Where is the Law and Order that was proudly promised by L’Alliance Lepep during its electoral campaign in 2014?
Mr. the Prime Minister, with all due respect, your government seems to be inapt to tackle the alarming surge in crime rate in the country and consequently, the people who had pinned their hope on and voted for L’Alliance Lepep are now living in constant fear. Your predecessor, now the mentor minister, made Law and Order his ‘cheval de bataille’ during his electoral campaign in 2014. With firmness and determination, he vowed to hit very hard at those who terrorise the population and proliferate drugs in our society. He even went further and promised to restore death penalty and to use it in the case of atrocious crimes. In fact, his strong conviction to bring security in the country not only won the hearts and minds of the people at home but also generated support from Mauritians living abroad. Moreover, he gave assurance to foreign investors and the thousands of tourists who visit the island every year that Mauritius would become an attractive and safer place to be.
The inability of the previous regime to combat the disturbing rise in crime rate in the country had undoubtedly, contributed to the heavy defeat it suffered at the last general election. Similar to what SAJ told the population during his electoral campaign, he also promised to be tough and pitiless with those who committed serious crimes and even vowed to bring back death penalty. Unfortunately, it was just an empty promise in which the people gradually lost faith and at the end it cost him dearly, at the last general election.
Mr. Prime Minister, we often hear about crimes such as robbery with violence, assault, hold up, mugging on tourists and vol à l’arraché. The situation in the country is alarming and is in fact, worse than in the time of the previous regime which you had vigorously criticised during your electoral campaign.
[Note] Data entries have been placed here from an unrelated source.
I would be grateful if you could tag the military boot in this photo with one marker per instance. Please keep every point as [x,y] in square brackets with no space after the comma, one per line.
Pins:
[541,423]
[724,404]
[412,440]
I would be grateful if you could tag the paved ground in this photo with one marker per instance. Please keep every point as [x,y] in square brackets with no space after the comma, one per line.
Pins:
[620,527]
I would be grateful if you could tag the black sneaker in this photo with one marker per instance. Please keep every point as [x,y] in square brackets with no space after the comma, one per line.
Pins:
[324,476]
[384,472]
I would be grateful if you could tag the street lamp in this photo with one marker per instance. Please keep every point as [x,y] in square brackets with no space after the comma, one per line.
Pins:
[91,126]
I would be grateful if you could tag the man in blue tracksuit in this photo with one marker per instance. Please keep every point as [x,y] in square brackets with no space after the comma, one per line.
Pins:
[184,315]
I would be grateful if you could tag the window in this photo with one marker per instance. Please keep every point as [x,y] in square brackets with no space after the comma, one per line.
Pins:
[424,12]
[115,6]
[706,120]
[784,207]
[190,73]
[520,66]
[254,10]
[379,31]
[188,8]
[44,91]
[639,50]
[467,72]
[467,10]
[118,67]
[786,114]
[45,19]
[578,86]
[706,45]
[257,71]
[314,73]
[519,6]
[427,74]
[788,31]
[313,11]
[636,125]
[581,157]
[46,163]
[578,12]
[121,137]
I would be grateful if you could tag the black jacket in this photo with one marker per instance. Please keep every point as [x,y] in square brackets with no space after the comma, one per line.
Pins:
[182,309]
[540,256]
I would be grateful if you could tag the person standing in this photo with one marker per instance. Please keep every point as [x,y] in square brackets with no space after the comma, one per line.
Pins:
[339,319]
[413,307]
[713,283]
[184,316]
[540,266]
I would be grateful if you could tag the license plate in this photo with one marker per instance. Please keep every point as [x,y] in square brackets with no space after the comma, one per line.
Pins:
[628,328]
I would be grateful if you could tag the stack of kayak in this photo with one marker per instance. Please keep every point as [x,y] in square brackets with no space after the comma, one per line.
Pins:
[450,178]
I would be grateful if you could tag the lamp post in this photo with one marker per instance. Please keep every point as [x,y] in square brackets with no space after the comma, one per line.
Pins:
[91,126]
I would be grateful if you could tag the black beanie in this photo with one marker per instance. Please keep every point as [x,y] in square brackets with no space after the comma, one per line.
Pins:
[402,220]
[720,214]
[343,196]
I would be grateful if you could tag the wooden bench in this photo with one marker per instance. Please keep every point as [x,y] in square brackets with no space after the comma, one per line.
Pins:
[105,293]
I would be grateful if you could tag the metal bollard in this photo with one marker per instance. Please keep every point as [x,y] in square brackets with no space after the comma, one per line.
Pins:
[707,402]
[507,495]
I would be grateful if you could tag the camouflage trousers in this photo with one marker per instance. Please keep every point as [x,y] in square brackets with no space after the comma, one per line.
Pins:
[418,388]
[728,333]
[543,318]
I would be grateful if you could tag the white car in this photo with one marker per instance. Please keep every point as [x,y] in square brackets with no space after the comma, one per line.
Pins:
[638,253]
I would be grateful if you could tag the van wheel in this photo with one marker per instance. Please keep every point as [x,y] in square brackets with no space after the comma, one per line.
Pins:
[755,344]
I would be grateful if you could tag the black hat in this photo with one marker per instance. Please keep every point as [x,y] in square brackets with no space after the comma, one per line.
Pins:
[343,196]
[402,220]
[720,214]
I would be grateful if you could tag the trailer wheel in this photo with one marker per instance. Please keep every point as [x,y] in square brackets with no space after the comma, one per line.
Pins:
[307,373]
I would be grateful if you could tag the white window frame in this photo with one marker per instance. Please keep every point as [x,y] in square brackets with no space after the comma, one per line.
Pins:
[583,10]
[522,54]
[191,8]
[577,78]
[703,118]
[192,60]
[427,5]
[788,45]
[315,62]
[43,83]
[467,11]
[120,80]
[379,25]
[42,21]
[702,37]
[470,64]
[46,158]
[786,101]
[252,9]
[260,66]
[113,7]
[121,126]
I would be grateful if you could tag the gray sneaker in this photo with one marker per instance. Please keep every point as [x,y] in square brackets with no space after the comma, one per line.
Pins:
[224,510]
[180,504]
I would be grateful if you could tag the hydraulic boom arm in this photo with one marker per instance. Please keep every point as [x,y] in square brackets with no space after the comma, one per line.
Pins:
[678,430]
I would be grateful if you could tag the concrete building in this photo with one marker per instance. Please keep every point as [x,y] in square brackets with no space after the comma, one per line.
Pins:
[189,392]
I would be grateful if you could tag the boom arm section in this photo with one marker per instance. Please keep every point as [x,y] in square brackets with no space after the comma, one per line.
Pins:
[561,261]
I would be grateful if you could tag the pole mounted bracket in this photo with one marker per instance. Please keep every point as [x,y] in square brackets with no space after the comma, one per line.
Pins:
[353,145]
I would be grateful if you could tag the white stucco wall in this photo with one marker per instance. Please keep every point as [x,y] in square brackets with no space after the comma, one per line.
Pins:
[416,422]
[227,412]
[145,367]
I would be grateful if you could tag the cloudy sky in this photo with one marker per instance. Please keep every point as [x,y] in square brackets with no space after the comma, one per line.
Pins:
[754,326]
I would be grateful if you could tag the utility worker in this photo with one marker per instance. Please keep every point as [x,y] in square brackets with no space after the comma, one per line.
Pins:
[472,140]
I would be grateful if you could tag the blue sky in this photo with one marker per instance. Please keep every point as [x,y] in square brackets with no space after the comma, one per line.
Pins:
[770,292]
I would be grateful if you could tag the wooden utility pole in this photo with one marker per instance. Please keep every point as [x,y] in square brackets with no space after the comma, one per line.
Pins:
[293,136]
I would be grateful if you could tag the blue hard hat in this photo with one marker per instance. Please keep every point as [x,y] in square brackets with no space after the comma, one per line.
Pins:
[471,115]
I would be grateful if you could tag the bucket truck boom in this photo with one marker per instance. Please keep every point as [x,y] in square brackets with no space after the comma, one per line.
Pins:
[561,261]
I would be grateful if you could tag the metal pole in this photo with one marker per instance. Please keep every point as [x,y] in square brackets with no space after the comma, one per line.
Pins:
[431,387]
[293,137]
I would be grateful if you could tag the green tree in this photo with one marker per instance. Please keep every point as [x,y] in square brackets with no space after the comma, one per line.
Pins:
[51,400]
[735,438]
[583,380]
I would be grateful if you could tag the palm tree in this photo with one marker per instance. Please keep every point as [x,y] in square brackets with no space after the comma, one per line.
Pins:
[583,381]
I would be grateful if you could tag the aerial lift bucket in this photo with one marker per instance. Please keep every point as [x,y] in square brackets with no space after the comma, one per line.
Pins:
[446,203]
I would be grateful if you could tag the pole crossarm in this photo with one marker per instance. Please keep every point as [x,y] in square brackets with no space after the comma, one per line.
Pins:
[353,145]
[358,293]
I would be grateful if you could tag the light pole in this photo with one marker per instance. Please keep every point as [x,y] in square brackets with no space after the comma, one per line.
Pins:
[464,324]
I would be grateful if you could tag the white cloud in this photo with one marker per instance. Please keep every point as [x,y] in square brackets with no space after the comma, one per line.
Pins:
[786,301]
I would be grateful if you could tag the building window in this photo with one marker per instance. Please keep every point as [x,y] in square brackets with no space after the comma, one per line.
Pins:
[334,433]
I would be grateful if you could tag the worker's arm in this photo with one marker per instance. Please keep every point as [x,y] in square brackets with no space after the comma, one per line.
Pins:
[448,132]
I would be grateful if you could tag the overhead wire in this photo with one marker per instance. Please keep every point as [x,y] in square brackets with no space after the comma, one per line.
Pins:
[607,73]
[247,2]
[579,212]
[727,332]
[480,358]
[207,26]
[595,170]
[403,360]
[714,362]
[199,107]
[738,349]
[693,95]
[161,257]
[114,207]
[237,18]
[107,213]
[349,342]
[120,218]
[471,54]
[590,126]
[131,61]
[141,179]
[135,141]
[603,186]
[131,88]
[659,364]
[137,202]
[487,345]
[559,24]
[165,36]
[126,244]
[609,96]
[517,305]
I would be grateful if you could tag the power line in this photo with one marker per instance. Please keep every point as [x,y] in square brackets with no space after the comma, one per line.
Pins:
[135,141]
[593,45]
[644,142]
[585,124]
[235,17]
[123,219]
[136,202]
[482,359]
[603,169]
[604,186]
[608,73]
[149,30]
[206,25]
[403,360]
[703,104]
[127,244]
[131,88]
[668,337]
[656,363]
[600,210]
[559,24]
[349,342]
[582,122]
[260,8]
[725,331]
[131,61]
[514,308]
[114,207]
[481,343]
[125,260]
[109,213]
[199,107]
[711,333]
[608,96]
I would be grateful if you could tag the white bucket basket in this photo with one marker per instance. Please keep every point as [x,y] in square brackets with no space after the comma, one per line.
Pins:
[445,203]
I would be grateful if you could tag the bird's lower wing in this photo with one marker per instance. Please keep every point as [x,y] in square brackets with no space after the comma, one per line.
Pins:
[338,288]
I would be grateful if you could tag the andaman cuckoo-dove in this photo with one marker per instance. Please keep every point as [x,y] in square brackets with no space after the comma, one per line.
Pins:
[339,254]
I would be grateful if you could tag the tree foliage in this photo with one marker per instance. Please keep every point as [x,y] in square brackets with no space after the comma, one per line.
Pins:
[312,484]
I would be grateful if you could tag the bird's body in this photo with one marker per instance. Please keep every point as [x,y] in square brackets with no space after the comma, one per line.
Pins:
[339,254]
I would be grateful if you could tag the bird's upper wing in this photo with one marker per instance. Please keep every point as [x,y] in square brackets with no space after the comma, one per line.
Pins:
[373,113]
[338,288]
It’s really beyond one’s belief when one realises that a small island with a population of 1.3 million, has a terrifying rise in crime rate; moreover, we have a government which is unable to reinforce law and order and stop those handful hooligans, out there, from committing felonies.
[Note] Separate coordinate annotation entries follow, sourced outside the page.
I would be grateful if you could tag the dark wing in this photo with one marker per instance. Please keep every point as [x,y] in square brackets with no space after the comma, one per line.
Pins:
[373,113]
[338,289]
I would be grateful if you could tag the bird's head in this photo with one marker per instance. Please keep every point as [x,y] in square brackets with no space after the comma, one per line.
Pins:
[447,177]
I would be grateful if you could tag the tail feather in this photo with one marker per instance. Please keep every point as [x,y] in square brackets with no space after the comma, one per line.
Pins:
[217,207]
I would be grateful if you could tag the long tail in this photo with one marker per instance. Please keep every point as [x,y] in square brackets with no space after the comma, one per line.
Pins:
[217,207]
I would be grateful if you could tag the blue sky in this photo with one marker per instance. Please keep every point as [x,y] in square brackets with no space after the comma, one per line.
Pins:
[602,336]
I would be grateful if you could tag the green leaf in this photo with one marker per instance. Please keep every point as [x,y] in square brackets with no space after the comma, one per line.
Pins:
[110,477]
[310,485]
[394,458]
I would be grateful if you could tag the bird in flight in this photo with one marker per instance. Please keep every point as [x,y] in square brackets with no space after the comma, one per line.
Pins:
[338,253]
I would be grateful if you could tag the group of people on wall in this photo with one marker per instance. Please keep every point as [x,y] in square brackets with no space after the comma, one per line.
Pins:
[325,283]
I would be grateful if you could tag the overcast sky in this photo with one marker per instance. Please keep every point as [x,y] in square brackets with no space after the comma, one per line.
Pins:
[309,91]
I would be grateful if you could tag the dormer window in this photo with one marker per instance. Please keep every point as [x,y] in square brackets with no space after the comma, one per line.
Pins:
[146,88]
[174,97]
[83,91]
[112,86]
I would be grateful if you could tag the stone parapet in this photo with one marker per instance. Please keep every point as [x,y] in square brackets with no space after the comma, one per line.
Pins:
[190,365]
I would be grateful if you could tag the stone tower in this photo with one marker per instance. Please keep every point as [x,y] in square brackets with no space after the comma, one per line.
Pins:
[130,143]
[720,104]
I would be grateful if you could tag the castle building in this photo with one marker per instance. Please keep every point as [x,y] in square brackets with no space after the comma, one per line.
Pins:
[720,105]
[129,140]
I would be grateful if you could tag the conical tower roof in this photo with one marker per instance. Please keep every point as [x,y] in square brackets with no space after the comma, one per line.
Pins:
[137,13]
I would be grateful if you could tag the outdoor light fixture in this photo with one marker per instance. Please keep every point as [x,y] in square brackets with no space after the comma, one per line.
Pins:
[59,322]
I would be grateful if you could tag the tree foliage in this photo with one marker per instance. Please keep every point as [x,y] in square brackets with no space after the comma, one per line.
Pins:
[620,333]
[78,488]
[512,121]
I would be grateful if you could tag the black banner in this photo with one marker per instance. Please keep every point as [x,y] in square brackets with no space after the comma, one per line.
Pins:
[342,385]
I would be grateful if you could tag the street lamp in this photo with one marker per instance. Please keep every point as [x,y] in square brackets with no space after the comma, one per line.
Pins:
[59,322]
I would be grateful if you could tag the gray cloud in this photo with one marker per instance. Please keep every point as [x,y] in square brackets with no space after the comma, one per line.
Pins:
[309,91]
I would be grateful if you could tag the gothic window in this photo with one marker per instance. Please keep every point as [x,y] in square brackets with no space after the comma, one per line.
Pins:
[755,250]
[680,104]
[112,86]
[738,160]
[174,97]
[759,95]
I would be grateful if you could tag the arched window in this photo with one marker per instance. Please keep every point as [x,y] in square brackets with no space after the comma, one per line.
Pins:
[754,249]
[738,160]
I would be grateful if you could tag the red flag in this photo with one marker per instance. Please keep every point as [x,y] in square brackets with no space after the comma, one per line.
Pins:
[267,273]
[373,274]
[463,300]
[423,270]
Recently, the population was horrified by various crimes where the victims were subjected to some barbaric acts and savagely murdered. Unfortunately, these sorts of crime are not doing any good to our country’s image abroad, more particularly among the tourists who are looking for a safer and peaceful place to spend their holidays.
Mr. Prime Minister, maintaining law and order is as essential as providing a good education system and proper health services to the nation. Unlike you and your ministers who are protected by bodyguards and police officers round the clock, Lepep Admirab is vulnerable to all sorts of violence and lives in fear. People are losing hope in your government and they feel that the police is not doing enough effort to provide security in the country. Some of them want to see tougher laws, harsh prison sentences and even death penalty to those who terrorise and kill innocent citizens. They want to live in a safer Mauritius and go along their daily work or business without having their minds preoccupied with what may happen to their old mothers and fathers whom they have left at home. They want to see high risk areas such as bus stations, marketplaces…, where offenders operate freely, are secured by surveillance cameras and the continuous presence of police offi cers.
I still remember what SAJ said in Ebène about death penalty: ‘En faveur de la peine de mort mais tout le monde, au sein de L’Alliance Lepep, n’est pas d’accord’.
Mr. Prime Minister, with all due respect, when SAJ promised to bring back death penalty during his electoral campaign, he knew quite well that his partners would never give him their support on that issue but he still went ahead and told the population, if need be he would reintroduce capital punishment. He even recognised that the present situation in the country is worrying and said, ‘se enn laont, nou pe vinnplis ki zanimo’; I strongly believe that the interest of the people comes before that of his partners if he is really a man of good principles.
Mr. Prime Minister, I strongly believe that you should act now and make law and order the priority of priorities otherwise, your government will suffer the same humiliating defeat which the population gave to your predecessor at the polling stations in 2014.
Mr. Prime Minister, Donald Trump wants to make America great again and I think you should try to make Mauritius safe again.